Occasionally, the tools built to make an experiment possible attain significance far beyond the experiment that spawned their creation.
Milan Mrksich loves pointing this out. “New directions in science are launched by new tools much more often than by new concepts,” he says, quoting the physicist Freeman Dyson. “The effect of a concept-driven revolution is to explain old things in new ways. The effect of a tool-driven revolution is to discover new things that have to be explained.”
That sentiment explains why Mrksich, an HHMI investigator at the University of Chicago, tackles questions in biology by building new tools. The revolutionary advances within modern biology are often associated with the development of a new tool, he points out. “The polymerase chain reaction, green fluorescent protein, DNA synthesis—these are the tools that allow life scientists to do their work,” he says.
Mrksich is studying the interplay between cells and the extracellular matrix of proteins that surrounds them, supports them, and guides their development. “The matrix is dynamic,” he says. “Proteases are degrading the matrix, cells are remodeling it, and growth factors and other proteins are binding to it so that they can interact with cell-surface proteins. It's very challenging to study.”
Right now, the best available way is to affix a single layer of a matrix protein of interest in a Petri dish. “Once you do that, the cells will attach, they'll spread, and one can then study the relationship between the protein layer [and] the cells,” he says. But that technique can't mimic the matrix's constant remodeling.

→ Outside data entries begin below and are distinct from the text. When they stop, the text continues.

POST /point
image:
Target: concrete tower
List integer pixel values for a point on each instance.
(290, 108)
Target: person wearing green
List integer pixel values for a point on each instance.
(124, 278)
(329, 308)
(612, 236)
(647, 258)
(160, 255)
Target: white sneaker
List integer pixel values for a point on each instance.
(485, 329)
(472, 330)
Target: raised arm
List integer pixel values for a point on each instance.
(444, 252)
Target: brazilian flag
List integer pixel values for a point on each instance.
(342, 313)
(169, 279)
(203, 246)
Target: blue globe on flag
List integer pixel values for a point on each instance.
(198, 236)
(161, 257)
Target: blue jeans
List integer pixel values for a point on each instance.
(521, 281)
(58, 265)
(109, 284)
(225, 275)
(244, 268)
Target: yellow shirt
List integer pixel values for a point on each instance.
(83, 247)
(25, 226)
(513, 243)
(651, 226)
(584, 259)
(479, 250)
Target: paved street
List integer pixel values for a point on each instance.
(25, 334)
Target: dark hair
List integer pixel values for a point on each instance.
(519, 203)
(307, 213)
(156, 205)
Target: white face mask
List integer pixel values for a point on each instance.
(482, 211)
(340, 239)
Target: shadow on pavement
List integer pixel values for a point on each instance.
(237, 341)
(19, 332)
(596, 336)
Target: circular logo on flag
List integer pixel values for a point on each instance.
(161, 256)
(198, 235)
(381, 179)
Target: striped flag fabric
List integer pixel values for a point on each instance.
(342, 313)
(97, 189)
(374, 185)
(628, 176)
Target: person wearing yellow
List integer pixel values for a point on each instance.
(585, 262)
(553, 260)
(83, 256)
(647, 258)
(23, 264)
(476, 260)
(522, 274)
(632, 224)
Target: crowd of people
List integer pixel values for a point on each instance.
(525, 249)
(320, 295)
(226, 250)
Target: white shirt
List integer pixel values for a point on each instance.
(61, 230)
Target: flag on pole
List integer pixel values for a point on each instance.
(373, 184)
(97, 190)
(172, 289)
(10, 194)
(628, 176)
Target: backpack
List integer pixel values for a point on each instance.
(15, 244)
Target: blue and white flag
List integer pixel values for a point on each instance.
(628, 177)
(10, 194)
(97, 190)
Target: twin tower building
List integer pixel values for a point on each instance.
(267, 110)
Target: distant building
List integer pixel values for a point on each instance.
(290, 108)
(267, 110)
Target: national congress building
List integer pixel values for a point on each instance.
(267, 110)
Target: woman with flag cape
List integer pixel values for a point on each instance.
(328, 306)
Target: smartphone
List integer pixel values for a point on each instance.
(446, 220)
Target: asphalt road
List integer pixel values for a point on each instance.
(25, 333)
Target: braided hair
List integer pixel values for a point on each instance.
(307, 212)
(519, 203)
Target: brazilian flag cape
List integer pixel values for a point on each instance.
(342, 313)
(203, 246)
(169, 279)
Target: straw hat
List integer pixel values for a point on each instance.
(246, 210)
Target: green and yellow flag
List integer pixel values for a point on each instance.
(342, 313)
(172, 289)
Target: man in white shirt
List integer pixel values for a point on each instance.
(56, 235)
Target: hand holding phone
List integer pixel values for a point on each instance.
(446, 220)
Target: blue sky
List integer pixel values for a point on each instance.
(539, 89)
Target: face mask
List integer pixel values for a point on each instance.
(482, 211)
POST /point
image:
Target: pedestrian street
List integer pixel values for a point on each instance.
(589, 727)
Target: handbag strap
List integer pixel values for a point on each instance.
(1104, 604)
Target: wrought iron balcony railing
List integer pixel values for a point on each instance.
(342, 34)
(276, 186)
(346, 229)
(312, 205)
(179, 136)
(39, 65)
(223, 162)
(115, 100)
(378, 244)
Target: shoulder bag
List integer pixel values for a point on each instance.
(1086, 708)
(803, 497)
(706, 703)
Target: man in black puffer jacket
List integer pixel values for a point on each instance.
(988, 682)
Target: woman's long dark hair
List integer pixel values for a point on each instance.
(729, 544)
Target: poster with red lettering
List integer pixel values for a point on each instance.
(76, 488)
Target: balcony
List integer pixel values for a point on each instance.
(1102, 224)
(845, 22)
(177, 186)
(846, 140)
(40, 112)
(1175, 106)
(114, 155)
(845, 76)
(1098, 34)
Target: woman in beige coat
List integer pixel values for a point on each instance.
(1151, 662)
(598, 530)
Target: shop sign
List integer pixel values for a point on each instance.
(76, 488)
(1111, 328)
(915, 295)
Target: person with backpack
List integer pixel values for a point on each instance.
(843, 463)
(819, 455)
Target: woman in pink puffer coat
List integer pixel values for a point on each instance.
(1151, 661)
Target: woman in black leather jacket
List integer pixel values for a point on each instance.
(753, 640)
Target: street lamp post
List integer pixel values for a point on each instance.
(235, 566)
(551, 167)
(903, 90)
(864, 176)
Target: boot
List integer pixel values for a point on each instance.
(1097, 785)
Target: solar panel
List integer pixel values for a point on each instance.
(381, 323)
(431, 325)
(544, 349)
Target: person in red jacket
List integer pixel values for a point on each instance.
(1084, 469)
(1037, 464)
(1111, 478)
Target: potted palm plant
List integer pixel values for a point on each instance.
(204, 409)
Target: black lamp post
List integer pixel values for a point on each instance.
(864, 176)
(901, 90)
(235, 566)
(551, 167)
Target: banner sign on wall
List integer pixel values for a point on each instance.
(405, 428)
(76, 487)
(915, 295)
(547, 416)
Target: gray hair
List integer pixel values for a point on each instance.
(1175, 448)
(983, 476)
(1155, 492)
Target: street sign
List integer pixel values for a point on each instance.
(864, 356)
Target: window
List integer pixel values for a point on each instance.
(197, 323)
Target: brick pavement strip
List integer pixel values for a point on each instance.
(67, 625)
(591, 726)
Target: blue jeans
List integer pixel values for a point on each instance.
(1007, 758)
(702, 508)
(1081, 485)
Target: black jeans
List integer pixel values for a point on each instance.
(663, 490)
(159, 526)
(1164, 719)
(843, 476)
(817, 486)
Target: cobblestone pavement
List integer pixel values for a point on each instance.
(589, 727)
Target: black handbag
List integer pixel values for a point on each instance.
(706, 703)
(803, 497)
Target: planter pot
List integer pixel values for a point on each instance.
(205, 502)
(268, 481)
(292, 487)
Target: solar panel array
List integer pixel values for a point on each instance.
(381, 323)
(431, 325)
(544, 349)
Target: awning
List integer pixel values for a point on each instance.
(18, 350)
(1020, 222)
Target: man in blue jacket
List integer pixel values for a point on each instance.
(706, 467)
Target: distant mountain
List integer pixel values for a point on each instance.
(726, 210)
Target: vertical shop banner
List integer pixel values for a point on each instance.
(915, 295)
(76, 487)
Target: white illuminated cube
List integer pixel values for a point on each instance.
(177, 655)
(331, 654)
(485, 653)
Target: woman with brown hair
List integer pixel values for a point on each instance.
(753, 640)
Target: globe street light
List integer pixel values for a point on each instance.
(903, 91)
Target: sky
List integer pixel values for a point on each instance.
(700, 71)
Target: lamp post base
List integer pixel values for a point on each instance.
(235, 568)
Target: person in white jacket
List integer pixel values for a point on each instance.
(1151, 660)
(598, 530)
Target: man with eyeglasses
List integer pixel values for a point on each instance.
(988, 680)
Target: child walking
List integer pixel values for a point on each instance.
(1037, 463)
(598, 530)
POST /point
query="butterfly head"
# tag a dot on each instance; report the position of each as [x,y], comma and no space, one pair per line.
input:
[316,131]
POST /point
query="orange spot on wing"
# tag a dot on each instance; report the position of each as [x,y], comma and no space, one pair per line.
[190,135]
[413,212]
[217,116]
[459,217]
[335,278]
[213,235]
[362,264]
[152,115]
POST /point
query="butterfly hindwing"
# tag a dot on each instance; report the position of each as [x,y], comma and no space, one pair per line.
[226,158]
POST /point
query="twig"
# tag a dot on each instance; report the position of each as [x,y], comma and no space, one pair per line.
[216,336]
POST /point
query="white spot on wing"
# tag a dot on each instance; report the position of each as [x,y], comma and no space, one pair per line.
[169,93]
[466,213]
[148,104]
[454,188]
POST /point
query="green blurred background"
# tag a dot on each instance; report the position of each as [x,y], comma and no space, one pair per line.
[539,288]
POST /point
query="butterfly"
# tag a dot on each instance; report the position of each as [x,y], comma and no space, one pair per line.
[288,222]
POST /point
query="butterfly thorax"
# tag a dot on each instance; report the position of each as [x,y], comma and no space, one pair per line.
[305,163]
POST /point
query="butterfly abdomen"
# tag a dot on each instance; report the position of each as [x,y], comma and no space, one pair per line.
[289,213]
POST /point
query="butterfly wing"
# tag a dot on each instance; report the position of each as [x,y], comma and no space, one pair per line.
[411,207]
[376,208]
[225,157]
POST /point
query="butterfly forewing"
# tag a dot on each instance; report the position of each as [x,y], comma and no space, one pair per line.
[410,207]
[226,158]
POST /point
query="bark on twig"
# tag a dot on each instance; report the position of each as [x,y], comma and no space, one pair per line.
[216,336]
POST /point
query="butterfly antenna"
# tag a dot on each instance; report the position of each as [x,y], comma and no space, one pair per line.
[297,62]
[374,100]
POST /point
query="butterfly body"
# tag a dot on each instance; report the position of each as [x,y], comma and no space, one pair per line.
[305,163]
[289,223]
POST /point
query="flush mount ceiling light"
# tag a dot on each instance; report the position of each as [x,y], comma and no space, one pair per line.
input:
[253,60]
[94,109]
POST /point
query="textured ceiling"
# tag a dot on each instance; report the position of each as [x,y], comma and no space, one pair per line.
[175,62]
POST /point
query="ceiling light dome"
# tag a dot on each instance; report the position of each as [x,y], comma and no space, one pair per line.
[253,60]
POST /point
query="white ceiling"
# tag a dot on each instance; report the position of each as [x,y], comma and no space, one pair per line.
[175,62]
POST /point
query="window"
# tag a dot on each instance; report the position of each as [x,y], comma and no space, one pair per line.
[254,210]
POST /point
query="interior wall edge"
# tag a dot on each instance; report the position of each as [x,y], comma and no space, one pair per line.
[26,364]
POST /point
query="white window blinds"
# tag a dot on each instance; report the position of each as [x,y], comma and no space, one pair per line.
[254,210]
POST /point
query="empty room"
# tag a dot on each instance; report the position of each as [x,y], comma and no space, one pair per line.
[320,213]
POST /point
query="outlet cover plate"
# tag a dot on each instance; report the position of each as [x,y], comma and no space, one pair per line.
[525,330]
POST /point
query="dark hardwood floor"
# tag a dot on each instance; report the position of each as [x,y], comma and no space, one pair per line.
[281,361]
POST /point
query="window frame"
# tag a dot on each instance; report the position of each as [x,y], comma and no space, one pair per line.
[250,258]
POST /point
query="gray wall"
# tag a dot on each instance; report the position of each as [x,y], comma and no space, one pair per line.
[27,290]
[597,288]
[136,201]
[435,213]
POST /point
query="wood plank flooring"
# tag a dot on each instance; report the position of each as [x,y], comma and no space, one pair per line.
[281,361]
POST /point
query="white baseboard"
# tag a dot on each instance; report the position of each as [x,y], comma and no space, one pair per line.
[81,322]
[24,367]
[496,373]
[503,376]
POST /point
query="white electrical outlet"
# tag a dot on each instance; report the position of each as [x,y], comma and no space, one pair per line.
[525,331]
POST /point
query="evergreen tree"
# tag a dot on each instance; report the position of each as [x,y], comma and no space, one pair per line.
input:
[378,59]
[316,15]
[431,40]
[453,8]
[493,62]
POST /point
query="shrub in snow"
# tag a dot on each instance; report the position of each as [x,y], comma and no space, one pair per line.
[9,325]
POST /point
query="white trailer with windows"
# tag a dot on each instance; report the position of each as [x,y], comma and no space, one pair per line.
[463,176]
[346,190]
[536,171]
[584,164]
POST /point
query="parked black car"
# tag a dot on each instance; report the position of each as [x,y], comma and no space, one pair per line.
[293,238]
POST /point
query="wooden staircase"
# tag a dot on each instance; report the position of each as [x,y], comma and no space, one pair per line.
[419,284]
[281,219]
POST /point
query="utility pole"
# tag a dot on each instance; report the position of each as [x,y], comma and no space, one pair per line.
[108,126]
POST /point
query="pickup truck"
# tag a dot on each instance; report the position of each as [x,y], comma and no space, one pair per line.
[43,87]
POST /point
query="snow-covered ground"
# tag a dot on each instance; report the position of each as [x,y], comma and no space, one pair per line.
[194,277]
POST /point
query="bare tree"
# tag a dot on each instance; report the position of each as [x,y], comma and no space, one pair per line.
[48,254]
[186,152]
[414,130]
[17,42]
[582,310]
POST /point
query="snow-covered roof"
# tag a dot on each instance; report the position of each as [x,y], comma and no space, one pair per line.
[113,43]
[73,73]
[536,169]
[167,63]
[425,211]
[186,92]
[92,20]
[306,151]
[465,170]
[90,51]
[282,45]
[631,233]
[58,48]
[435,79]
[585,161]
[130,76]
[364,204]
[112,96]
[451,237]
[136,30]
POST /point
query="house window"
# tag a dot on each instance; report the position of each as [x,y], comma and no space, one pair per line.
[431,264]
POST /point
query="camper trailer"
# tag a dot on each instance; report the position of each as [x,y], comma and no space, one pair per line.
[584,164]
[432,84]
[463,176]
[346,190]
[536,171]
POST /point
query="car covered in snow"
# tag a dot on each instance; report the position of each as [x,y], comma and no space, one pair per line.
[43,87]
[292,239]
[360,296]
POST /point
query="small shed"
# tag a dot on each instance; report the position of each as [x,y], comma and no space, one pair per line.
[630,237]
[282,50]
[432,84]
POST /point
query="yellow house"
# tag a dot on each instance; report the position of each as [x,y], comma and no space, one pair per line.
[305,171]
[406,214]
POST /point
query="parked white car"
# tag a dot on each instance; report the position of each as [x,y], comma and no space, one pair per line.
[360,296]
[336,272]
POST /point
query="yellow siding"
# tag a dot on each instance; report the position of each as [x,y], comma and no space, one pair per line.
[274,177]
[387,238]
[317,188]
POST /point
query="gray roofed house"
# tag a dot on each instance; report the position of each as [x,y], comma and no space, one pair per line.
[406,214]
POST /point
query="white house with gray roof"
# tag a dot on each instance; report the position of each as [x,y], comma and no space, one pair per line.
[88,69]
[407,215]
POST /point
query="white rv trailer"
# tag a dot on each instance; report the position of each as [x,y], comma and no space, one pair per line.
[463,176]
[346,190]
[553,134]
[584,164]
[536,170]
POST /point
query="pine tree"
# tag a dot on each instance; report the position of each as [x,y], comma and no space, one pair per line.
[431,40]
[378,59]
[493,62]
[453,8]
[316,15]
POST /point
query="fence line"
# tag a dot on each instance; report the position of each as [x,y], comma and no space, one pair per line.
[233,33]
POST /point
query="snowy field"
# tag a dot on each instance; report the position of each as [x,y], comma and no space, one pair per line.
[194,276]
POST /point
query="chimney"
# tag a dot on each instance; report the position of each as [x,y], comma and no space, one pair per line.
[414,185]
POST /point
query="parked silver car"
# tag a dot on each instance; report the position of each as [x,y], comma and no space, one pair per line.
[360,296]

So Mrksich engineered a better Petri dish that can mimic the dynamic matrix by turning the signaling molecules, called ligands, on and off. The engineered surface consists of a glass slide coated with a layer of gold thin enough to be transparent. Carpeting the gold is a layer of molecules that anchor ligands. The ligands are “hidden” from cells growing on the dish by a small molecule that pops off in the presence of voltage, allowing the ligand to interact with receptors on the cell. “So we can grow cells on the layer, and then, when we want, flip a switch and turn those ligands on [or off] and see how the cell responds to the changes,” he says.
Mrksich has a history of sharing tools he developed with other labs. Eventually, he will do the same with this matrix mimic. But not yet. “We've spent a long time developing this tool. Now we're applying it to questions,” he says.